The research report presented on Tuesday at the third round of public consultations and engagement on the tolling of the Gauteng freeway system and public transport improvements, requested an independent probe into the building costs and asserted that it would be “inappropriate” to hold consumers and road users responsible for these costs.
The report, commissioned by AfriForum and the Road Freight Association (RFA), found that the monthly income of R300-million that the South African Roads Agency Limited (Sanral) would receive from Gauteng toll fees was significantly higher than the monthly requirement of R193-million to finance the project’s cost of R20-billion over 20 years.
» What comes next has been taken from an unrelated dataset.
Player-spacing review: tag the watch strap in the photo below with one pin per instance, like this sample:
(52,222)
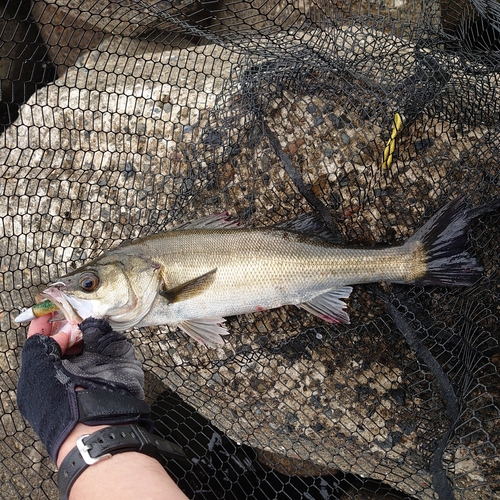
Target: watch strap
(102,444)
“The proposed toll fees would not only finance the project, but also become a source of income at road users’ expense.”
Although national roads in Gauteng only represent 4,5% of the total length of the national road network, Gauteng toll fees would generate an estimated 58% to 62% of Sanral’s income by 2012.
The report stated that the financial burden, which the new toll fees would put on Gauteng residents, was equal to an increase of 2% in personal income tax.
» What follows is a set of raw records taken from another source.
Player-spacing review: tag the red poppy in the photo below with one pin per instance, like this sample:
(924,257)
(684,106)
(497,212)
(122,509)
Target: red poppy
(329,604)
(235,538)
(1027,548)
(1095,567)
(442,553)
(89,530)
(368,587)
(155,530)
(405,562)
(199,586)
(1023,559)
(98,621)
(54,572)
“The poor would also be severely influenced by the increase in the cost of basic products, as the price of bread would have to increase by 2% to cover the soaring transport expenses.”
The report recommended that a regulatory body be established to oversee toll fees and to prevent road users and consumers from being exploited by exorbitant toll fees.
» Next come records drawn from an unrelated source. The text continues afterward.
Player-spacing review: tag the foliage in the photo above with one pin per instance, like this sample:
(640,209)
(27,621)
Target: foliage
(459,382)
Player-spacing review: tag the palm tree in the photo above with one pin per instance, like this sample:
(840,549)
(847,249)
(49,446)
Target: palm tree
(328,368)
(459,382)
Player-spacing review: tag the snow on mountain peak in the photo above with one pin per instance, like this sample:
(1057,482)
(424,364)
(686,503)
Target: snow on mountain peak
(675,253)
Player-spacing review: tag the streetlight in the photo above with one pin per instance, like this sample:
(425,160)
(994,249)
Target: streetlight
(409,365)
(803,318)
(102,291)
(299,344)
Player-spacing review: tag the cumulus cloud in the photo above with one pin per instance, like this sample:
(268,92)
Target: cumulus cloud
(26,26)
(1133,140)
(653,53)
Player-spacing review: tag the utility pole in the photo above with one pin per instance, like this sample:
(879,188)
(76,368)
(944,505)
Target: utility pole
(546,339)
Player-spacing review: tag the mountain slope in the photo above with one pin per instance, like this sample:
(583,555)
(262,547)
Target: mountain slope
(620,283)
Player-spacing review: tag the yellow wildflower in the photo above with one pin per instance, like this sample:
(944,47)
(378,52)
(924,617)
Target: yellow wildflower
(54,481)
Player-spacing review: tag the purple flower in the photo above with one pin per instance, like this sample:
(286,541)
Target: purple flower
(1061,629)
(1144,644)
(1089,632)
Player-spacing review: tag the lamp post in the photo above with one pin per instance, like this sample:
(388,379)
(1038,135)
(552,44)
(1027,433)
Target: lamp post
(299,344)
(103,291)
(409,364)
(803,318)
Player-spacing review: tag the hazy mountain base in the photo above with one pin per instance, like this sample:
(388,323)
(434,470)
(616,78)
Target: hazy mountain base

AfriForum CEO Kallie Kriel said the toll fees should be adjusted dramatically downwards in light of the report’s findings. Further, it must also be ensured that value added tax (VAT) is not charged on toll fees, and toll fees should be tax deductible for the public.
“It would only be fair, since the new Gauteng freeway improvement project (GFIP) is financed through external loans. No money from the treasury will be used for this project, while motorists are being taxed fivefold through income tax, fuel levies, car licensing, toll fees and the VAT on toll fees,” he noted.
Meanwhile, Democratic Alliance (DA) representative Neil Campbell indicated that the DA was not opposed to the principle of tolling, except that in their view the programme was imposed on the motorist and the commuter.
Speaking on behalf of the Gauteng provincial South African Communist Party, Pat Ntsobi acknowledged the improvements that have already been made on the province’s freeway system, but said that the organisation was opposed to the tolling because of the possible impact it would have on the poor and working class.
Transport director-general George Mahlalela indicated that the Steering Committee, which was appointed to review the toll tariff structure, would be consulting with other stakeholders on April 6, following which all the presentations and inputs would be consolidated into a single report. Upon this consolidation, all the stakeholders would be reinvited for feedback.
A consolidated report would also be presented to Transport Minister Sibusiso Ndebele and Gauteng Premier Nomvula Mokonyane by the Steering Committee before the end of April.